The map lay on the desk, bathed in the grey light of dawn.
Wei Ji had not slept again. He had sat in the dark, turning the paper over in his hands until he could see the crude lines with his eyes closed.
Three X's. Three locations.
His mind, trained to see patterns in voter fraud and graft, began to connect the dots.
Kitchen Storage B. Isolated. Full of perishables, strong smells. A place where a body might not be found for days. Where a man could eat or drink something unfortunate. The Revenue Minister's banquet invitation floated to the front of his thoughts. Poison.
Garden of Whispering Willows. Open, but secluded by artfully arranged trees and rockeries. A place for a private walk. Or a private ambush.

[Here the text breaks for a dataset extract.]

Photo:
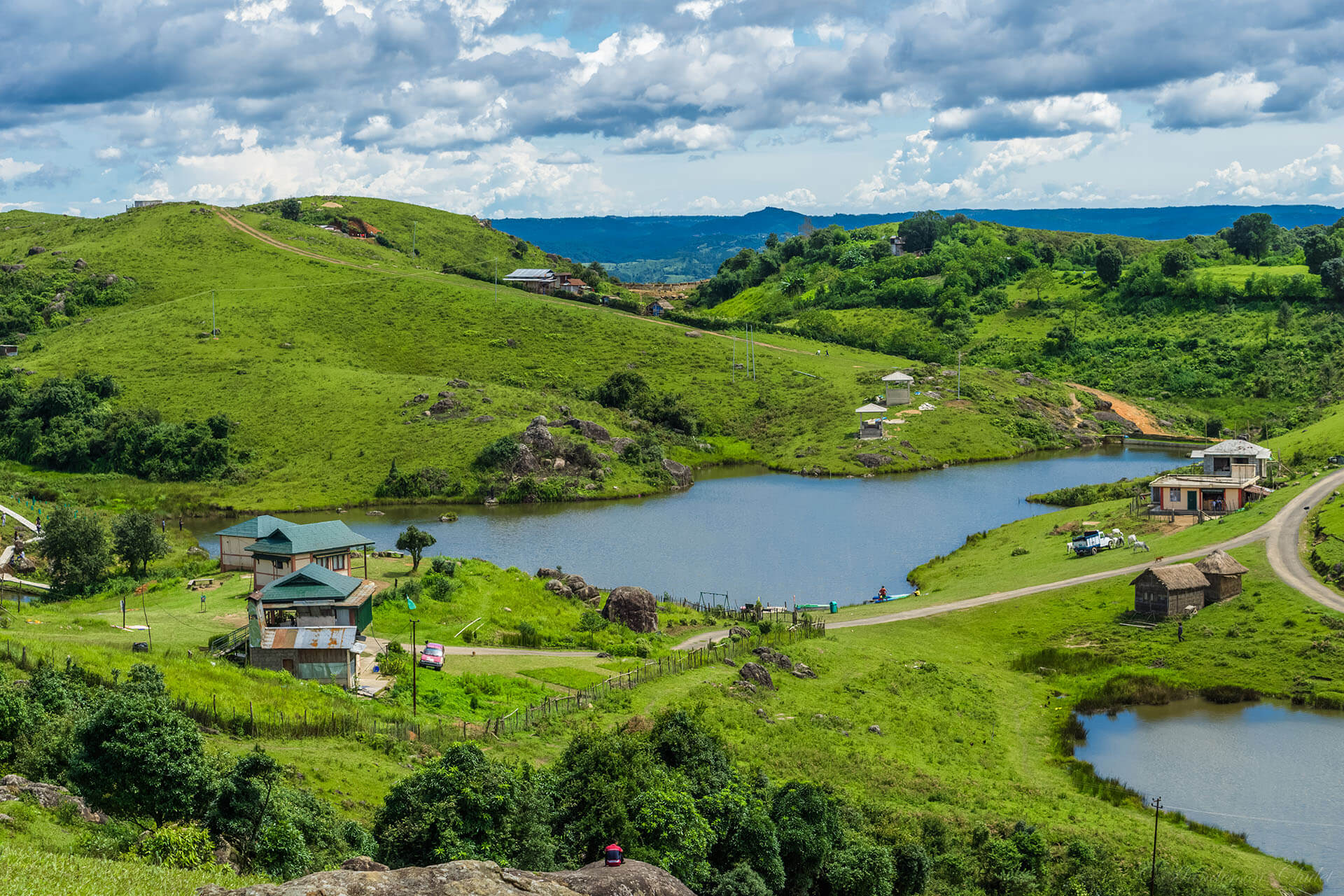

The 'stray' sword beam from the military exhibition invitation found a home here. An 'accident' during a chance encounter.
Archives Annex. Tall shelves, heavy scroll cases, precarious ladders. A place of quiet study. A place where a falling ceramic tile or a toppling case could be tragically fatal. The Head Maid's tea invitation was a summons to the inner palace's periphery. Perhaps a meeting nearby?
Three locations. Three methods. Three different factions.
A slow smile spread across his stubbled face. They weren't working together. They were tripping over each other in their haste to be the first to kill him. They didn't know about each other's plans.
That was his opening.
"Old Wen," he said as the scribe entered, shivering in the morning chill. "I need you to listen very carefully."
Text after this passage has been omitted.